Emissions Reductions and Environmental Benefits
Along with encouraging power providers to deliver least-cost solutions, competition has accelerated emissions reductions and been a key driver for putting more clean energy technology on the grid. Power generation owners must operate efficiently to remain economically competitive while providing power capacity to system operators. Meanwhile, market signals keep these power generators responsive to price trends. The low cost of cleaner natural gas dramatically advanced coal plant retirements, and the increasingly low cost of renewable resources is driving more investment in wind and solar generation.

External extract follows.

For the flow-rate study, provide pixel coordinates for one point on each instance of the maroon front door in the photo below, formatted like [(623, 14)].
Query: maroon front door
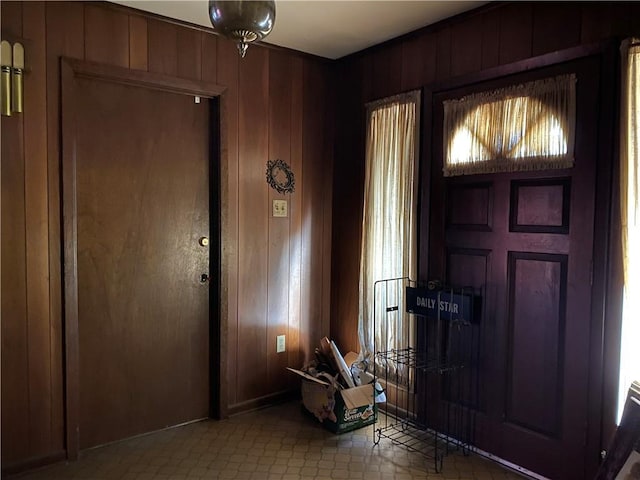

• 35%: The approximate average reduction in power sector CO2 emissions across ISO regions from 2005 levels; non-ISO regions have only reduced emissions by 27% over the same period.
• 39%: The drop in CO2 emissions across the PJM Interconnection footprint since 2005, encouraged by the investment in and entry of new, more efficient power generation technologies and renewables.
• 51%: The decrease in New York State’s CO2 emissions since the New York ISO launched competitive markets.
Innovation and Clean Energy Development
Competitive wholesale electricity markets improve access for new entrants and technologies, while lowering prices and keeping pressure on power generators to improve efficiency. Today, EPSA member companies own and are building some of the world’s largest battery storage projects, in addition to wind, solar, more efficient natural gas and other clean energy generation resources.
• 80%: The share of utility-scale renewable generation capacity deployed in ISO regions, despite only accounting for about 67% of all existing power plant capacity, of all types.
• 214%: The growth in distributed solar PV in ISO regions versus non-ISO regions at 199%, since the U.S. Energy Information Administration began keeping track in 2014.
Looking to the Future
As we look to the next 25 years, EPSA and our members are committed to building on the progress competitive electricity markets have enabled prioritizing reliability, bringing more affordable energy choices to consumers and America’s economy, and reducing carbon emissions and incentivizing innovation.
When it comes to policy choices and decisions surrounding our energy future, leaders should double down on competitive power markets not retreat to regressive, monopolistic, or less effective models. By unleashing competition and choice, America will be better positioned to solve some of the most complex challenges facing the nation and the world.
• Todd Snitchler is the president & CEO of the Electric Power Supply Association (EPSA). EPSA represents companies that own competitive power generation assets and advocates for policies that focus on achieving and maintaining well-functioning and properly regulated competitive wholesale electricity markets.